Lagrangian equations of motion. Conservation laws

This chapter addresses the invariance of the Lagrangian equations of motion under the coordinate to transformation, the transformation of the energy and generalised momenta under the coordinate transformation. The integrals of motion for a particle moving in the field with a given symmetry to the Noether’s theorem, the Lagrangian functions, and the Lagrangian equations of motion for the electromechanical system. The authors also discuss the influence of constraints and friction on the motion of a system, the virial theorem and its generalization in the presents of a magnetic field, and an additional integral of motion for a system of three interacting particles.

Integration of one-dimensional equations of motions

If the potential energy is independent of time, the energy of the system remains constant during the motion of a closed system. A system with one degree of freedom allows for the determination of the law of motion in quadrature. In this chapter, the authors consider motion of the particles in the one-dimensional fields. They discuss also how the law and the period of a particle moving in the potential field change due to adding to the given field a small correction.

Small oscillations of systems with several degrees of freedom

This chapter addresses the free and forced oscillations of simple systems (with two or three degrees of freedom), the free oscillations of systems with the degenerate frequencies, and the eigen-oscillations of the electromechanical systems. This chapter also studies the oscillations of more complex systems using orthogonality of eigenoscillations and the symmetry properties of the system, the free oscillations of an anisotropic charged oscillator moving in a uniform constant magnetic field, and the perturbation theory adapted for the small oscillations.
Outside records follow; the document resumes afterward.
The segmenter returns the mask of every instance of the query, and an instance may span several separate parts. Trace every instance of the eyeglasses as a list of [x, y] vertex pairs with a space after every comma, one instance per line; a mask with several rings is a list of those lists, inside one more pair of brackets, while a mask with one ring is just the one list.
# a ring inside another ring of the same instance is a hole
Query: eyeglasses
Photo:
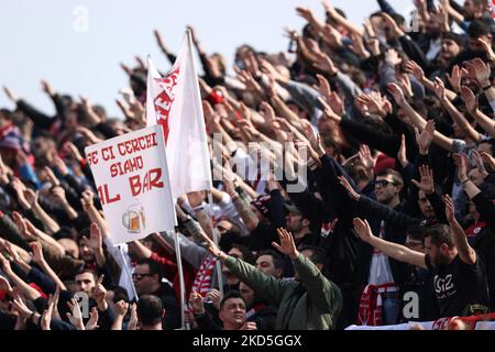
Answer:
[[405, 243], [405, 246], [407, 246], [408, 249], [411, 249], [411, 248], [415, 248], [415, 246], [418, 246], [418, 245], [424, 246], [421, 241], [407, 241]]
[[380, 186], [380, 187], [385, 188], [385, 187], [387, 187], [391, 184], [395, 186], [395, 184], [393, 182], [389, 182], [387, 179], [377, 179], [377, 180], [375, 180], [375, 187]]
[[152, 274], [132, 274], [132, 279], [141, 280], [145, 276], [152, 276]]

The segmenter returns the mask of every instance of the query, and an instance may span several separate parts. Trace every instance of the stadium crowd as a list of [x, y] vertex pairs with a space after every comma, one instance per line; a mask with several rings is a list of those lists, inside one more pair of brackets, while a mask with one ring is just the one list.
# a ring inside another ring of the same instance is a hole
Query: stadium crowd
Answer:
[[197, 330], [495, 312], [490, 7], [415, 0], [409, 23], [378, 4], [362, 25], [330, 1], [297, 8], [289, 50], [242, 45], [234, 75], [191, 29], [216, 180], [211, 204], [177, 200], [184, 292], [174, 233], [113, 245], [84, 154], [146, 125], [146, 64], [121, 65], [123, 119], [47, 81], [55, 116], [4, 87], [0, 330], [172, 330], [183, 309]]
Finally, the chapter addresses oscillations of systems in which gyroscopic forces act and the eigen-oscillations of the simple molecules.

Adiabatic invariants

This chapter addresses the adiabatic invariant for a mathematical pendulum, a model of a “gas” consisting of a single molecule in a piston, adiabatic approximation, and a simplified model of an ion H2+. The chapter also discusses the connection between the volume and the pressure of a gas consisting of particles inside an elastic cube, the adiabatic invariants for a charged anisotropic harmonic oscillator in a uniform magnetic field, a magnetic trap, and the action and angle variables for the simple systems.

Canonical transformations

This chapter addresses the canonical transformation defined by the given generating function, the rotation in the phase space as a canonical transformation, and themovement of the system as a canonical transformation. The chapter also discusses using the canonical transformations for solving the problems of the anharmonic oscillations and using the canonical transformation to diagonalize the Hamiltonian function of an anisotropic charged harmonic oscillator in a magnetic field. Finally, the chapter addresses the canonical variables which reduce the Hamiltonian function of the harmonic oscillator to zero and using them for consideration of the system of the harmonic oscillators with the weak nonlinear coupling.
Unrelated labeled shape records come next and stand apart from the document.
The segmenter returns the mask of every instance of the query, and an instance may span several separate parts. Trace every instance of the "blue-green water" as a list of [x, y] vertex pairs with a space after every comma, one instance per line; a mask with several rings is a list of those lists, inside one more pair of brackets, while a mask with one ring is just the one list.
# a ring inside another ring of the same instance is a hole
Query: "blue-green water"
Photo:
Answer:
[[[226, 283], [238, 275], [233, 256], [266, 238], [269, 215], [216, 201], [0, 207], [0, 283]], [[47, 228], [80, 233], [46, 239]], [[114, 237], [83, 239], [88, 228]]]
The Hamiltonian equations of motion. Poisson brackets

This chapter addresses invariance of the Hamiltonian function under a given transformation and the conservation law, the Hamiltonian function for the beam of light, the motion of a charged particle in a nonuniform magnetic field, and the motion of electrons in a metal or semiconductor. The chapter also discusses the Poisson brackets and the model of the electron and nuclear paramagnetic resonances, the Poisson brackets for the components of the particle velocity, and the “hidden symmetry” of the hydrogen atom.

Oscillations of linear chains

This chapter addresses chain of particles connected by springs as the simplest models used in theory of solids, the travelling and standing waves on a chain, and the free and forced oscillations of N particles which are connected by springs and which can move either along a straight line or along a ring. The chapter also addresses the free and forced oscillations of 2N particles, alternating either with masses or with elastic constants; the free and forced oscillations of the artificial line with inductances and capacitors; and the elastic rod as the limiting case of the system of N particles connected by spring in the limit N tends to infinity.
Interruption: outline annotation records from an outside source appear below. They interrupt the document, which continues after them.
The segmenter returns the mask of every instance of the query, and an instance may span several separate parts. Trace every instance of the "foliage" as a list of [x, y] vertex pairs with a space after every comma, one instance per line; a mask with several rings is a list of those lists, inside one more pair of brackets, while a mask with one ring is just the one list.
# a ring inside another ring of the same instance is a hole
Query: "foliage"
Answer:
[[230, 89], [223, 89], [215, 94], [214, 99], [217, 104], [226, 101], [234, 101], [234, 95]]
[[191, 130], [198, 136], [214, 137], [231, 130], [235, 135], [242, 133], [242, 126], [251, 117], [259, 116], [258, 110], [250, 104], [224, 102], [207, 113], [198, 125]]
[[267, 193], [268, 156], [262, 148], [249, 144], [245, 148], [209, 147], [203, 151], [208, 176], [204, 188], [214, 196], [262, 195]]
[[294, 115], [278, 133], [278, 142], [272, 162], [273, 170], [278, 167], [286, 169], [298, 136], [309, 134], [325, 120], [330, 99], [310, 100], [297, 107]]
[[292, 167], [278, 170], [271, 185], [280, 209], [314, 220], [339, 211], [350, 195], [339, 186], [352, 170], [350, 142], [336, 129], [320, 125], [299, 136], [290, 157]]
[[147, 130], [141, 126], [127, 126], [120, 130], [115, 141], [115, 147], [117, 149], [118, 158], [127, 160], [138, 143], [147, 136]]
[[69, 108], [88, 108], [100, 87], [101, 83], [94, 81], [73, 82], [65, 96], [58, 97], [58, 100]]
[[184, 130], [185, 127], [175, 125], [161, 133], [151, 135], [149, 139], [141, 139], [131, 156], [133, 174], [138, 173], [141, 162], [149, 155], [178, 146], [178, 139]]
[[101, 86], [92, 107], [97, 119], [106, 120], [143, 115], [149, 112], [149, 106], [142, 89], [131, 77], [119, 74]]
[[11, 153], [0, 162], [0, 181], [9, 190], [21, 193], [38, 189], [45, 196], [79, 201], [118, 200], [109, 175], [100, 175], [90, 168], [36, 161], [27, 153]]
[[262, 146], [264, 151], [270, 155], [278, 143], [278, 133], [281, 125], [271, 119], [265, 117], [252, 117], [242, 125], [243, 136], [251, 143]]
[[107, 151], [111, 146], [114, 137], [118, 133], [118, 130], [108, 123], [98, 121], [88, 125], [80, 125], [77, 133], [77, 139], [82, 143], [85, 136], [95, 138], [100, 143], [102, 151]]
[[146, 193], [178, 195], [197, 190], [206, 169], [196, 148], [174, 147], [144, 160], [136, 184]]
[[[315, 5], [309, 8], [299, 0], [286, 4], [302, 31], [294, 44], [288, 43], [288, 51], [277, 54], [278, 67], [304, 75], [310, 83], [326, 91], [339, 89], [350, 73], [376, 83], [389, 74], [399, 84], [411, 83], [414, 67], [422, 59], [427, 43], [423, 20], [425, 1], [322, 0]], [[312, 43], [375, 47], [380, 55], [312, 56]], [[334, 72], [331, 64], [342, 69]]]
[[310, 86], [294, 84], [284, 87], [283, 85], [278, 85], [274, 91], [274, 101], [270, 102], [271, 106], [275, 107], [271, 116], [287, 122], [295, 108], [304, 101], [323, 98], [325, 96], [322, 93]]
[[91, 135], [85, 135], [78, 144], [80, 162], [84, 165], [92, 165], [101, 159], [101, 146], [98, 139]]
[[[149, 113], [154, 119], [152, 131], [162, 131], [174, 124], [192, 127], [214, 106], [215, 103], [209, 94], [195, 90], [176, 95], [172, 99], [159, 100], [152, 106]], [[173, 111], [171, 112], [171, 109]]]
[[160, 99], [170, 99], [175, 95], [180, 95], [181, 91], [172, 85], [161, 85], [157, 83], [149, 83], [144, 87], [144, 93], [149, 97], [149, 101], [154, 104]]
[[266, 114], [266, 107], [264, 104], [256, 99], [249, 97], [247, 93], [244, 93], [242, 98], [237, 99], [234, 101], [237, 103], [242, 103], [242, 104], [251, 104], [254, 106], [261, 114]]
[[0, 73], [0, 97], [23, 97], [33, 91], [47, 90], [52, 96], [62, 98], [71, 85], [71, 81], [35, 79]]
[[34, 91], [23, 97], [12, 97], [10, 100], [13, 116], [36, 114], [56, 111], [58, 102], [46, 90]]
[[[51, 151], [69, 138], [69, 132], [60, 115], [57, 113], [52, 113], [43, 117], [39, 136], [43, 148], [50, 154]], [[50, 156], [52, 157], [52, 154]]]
Small oscillations of systems with one degree of freedom

This chapter addresses the small free oscillations for particle moving near the minimum of the potential energy, an oscillator with friction under action of a given force, and the stable oscillations of an oscillator which is acted upon by a periodic force. The authors also discuss the differential cross section for the oscillator which excited to an given energy by a fast particle and a harmonic oscillator in the field of the travelling wave.

Scattering in a given field. Collision between particles

This chapter addresses the differential and total cross section for the scattering of particles by central field, the scattering of particles by the fixed to ellipsoid, and the small angles scattering of particles by central field as well as a dipol. The authors also discuss the cross section for the process where a particle falls towards the centre of the field, decay of particles and the distribution of the secondary particle, and the change in intensity of a beam of particles travelling through a volume filled with absorbing centres.

The Hamilton–Jacobi equation

This chapter discusses the motion of particles which are scattered by and fall towards the center of the dipol, the motion of a particle in the Coulomb and the constant electric fields, and a particle inside a smooth elastic ellipsoid. The chapter also addresses the trajectory of a particle moving in the field of two Coulomb centres and a beam of electrons inside a short magnetic lens.